«Per gli alpinisti inglesi degli anni venti e trenta del Novecento, l’Everest era molto semplicemente “la montagna nostra”». L’incipit di questo saggio è una frase che simboleggia alla perfezione lo spirito che ha permeato per decenni gli inglesi, orfani di un Impero che in passato era stato il signore del mondo e che sembravano riversare nel sogno impossibile dell’Everest la voglia di riscatto. Il mondo non è più nostro, ma se arriviamo in cima al tetto del mondo forse possiamo ancora illuderci.

Una passione cocente e un ideale “alto” (in tutti i sensi) hanno spinto alpinisti più o meno bravi, più o meno capaci, a rischiare la vita in una zona impervia e ostile: cosa li spingesse ce lo spiega in maniera impeccabile Mick Conefrey con questo suo saggio.

      

Attingendo a preziosi documenti, come i diari dei partecipanti alla missione o dei loro familiari, Conefrey costruisce una ragnatela in cui il lettore rimane intrappolato sin da subito: anche chi non ha mai salito neanche un metro di roccia sarà affascinato del mondo dell’alpinismo, grazie alla penna dell’autore.

Non è un hobby né uno sport: è il sogno atavico dell’uomo di capire il mondo, di esplorarlo e di conoscerlo.
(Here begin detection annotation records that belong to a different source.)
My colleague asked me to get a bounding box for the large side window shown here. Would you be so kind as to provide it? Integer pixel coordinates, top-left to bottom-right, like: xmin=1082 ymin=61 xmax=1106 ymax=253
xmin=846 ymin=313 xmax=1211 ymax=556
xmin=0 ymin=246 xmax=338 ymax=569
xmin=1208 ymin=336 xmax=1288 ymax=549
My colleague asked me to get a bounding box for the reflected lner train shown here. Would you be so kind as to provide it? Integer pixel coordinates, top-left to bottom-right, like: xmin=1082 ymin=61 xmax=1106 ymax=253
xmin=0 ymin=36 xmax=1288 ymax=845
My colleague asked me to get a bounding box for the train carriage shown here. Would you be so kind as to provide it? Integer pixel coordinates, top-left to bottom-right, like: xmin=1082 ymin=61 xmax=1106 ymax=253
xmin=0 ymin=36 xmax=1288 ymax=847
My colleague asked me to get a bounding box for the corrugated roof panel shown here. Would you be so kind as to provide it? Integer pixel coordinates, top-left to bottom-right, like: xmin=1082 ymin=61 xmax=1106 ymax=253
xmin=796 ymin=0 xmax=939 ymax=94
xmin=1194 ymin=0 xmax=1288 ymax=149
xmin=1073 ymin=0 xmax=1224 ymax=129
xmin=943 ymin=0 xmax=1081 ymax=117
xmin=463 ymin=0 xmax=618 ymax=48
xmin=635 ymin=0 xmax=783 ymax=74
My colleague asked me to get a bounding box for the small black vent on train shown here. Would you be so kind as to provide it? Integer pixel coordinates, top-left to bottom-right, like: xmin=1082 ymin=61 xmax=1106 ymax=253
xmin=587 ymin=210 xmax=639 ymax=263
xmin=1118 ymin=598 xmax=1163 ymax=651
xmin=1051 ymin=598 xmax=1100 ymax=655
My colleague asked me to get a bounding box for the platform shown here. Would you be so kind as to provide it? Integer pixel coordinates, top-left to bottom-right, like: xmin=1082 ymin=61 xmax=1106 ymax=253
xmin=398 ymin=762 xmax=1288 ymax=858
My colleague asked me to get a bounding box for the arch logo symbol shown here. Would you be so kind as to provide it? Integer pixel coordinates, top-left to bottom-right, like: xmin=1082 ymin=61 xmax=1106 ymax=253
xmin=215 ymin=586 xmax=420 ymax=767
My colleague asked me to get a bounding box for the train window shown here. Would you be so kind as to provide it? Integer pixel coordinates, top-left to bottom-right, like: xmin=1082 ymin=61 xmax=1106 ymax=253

Grazie ad una scrittore scorrevole, veloce ma mai superficiale, Conefrey ci fa entrare nella mente degli esploratori che hanno compiuto un’impresa ai limiti delle possibilità umane, ma anche di quelli che non ci sono riusciti. Di quelli che si sono fermati più in basso ma hanno esplorato zone vicine: è proprio da esplorazioni meno “avventurose” che si è scoperto il modo di conquistare l’Everest.

L’Alpinismo è una filosofia di gruppo: la socialità è basilare e lo spirito di competizione è tutto negli sponsor, nei giornalisti e in tutti quelli che hanno qualcosa da guadagnarci. Conefrey sottolinea bene che gli alpinisti sono felici quando scalano: l’arrivare per primi non è fra le loro priorità. (Anche se certo arrivare secondi per un pelo non è comunque piacevole!)

     

L’uomo e la montagna sono sempre stati uniti da un filo sottile ma robusto: da sempre uno forgia l’altra, e la conquista della vetta del mondo non è un sogno solo britannico.

Everest 1953 è un saggio appassionante come un thriller - e più d’una volta ci si chiede «Chi arriverà per primo?» sebbene la risposta sia già in prima pagina! - pieno di colpi di scena e di risvolti inaspettati, di personaggi sorprendenti e di grandi eroi. È una lettura non solo piacevole, ma anche appassionante: riuscirà l’uomo a mettere piede dove non è prevista la vita umana? Riuscirà la passione a conquistare un terrirotio freddo e ostile? In questo caso sì, ma sarà a caro prezzo.